GS-Quant: Granular Semantic and Generative Structural Quantization for Knowledge Graph Completion¶

Conference: ACL 2026
arXiv: 2604.21649
Code: https://github.com/mikumifa/GS-Quant (Available)
Area: Graph Learning / Knowledge Graph Completion / Quantization
Keywords: KGC, RQ-VAE, hierarchical clustering, codebook, LLM vocabulary expansion

TL;DR¶

GS-Quant quantizes Knowledge Graph (KG) entities into "coarse-to-fine" discrete code sequences. By constraining RQ-VAE with a hierarchical clustering tree, shallow codes encode global categories (e.g., "Person") while deep codes encode fine-grained attributes (e.g., "Artist"). A GPT-style decoder reconstructs both the entity and its ancestors to enforce causal dependencies among codes. These codes are subsequently added to the LLM vocabulary for LoRA fine-tuning, achieving a Hits@1 improvement of 2.2-2.4 points over the SOTA SSQR on WN18RR and FB15k-237.

Background & Motivation¶

Background: Knowledge Graph Completion (KGC) has branched into two main directions following the introduction of LLMs: (1) text-based methods linearize triples into natural language prompts (KICGPT, DIFT, KG-FIT, MKGL), which are readable but suffer from token explosion and disrupted graph topology; (2) embedding-based methods inject KG embeddings into the LLM latent space (TransE/RotatE + adapter), which is efficient but suffers from a modality mismatch between continuous embeddings and discrete tokens.

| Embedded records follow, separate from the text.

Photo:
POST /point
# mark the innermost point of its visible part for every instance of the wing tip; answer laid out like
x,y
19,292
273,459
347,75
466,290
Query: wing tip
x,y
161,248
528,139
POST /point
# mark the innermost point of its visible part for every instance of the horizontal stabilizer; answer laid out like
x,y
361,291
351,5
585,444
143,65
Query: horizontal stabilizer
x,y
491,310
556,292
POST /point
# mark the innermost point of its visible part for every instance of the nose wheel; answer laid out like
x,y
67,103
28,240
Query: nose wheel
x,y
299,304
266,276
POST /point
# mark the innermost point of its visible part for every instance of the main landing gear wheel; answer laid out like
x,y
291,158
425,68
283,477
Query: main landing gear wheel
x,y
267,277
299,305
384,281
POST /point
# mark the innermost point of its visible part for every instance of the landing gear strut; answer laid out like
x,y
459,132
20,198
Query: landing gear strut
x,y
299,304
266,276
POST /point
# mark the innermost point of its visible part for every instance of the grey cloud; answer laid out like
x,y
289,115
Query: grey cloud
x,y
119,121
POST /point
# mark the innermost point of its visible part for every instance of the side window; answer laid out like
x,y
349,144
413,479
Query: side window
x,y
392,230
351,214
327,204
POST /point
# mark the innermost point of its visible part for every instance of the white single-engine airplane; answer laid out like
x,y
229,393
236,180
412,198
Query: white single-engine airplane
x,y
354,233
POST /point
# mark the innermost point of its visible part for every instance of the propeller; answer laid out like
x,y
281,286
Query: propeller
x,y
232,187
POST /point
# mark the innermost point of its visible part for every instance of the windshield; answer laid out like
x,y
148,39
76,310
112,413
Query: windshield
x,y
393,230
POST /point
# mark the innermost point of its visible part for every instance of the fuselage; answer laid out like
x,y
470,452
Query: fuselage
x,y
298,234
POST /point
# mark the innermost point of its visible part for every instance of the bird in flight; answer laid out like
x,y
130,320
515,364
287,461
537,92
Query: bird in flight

Limitations of Prior Work: (1) Text-based methods often consume hundreds of tokens per triple, making inference prohibitive on datasets like FB15k-237; (2) Embedding-based methods force holistic dense vectors into the LLM, but LLMs are essentially next-token sequence models that cannot leverage their autoregressive strengths on single-point embeddings; (3) Recent quantization methods (SSQR, ReaLM) target this by encoding entities into code sequences, yet codes remain flat numerical compressions—projecting an entity into 4 codes with no semantic hierarchical relationship, behaving more like hash signatures than a "language."

Key Challenge: Human reasoning and LLM generation both follow a coarse-to-fine hierarchical structure (classification followed by refinement). Existing quantization methods flatten all codes and retrieve them via Euclidean nearest neighbors, resulting in no hierarchy or causality among codes—preventing the LLM from distinguishing "categories" from "instances" within a sequence.

Goal: (1) Ensure that the quantized code sequences are semantically hierarchical—where shallow codes encode coarse-grained categories and deep codes encode fine-grained attributes; (2) Establish generative causal dependencies between codes rather than treating them as independent; (3) Demonstrate that such "structured codes" are more effective when integrated into the LLM vocabulary for KGC.

Key Insight: This work builds on RQ-VAE (Residual Quantization naturally possesses a numerical recursive hierarchy \(\mathbf{r}_{l+1} = \mathbf{r}_l - \mathbf{v}_{c_l}^l\)), but argues that numerical hierarchy alone is insufficient. It is necessary to explicitly inject semantic hierarchy. This is achieved by first building a hierarchy tree \(\mathcal{H}\) via agglomerative clustering on entity embeddings and then aligning each layer of RQ to the corresponding level of this tree.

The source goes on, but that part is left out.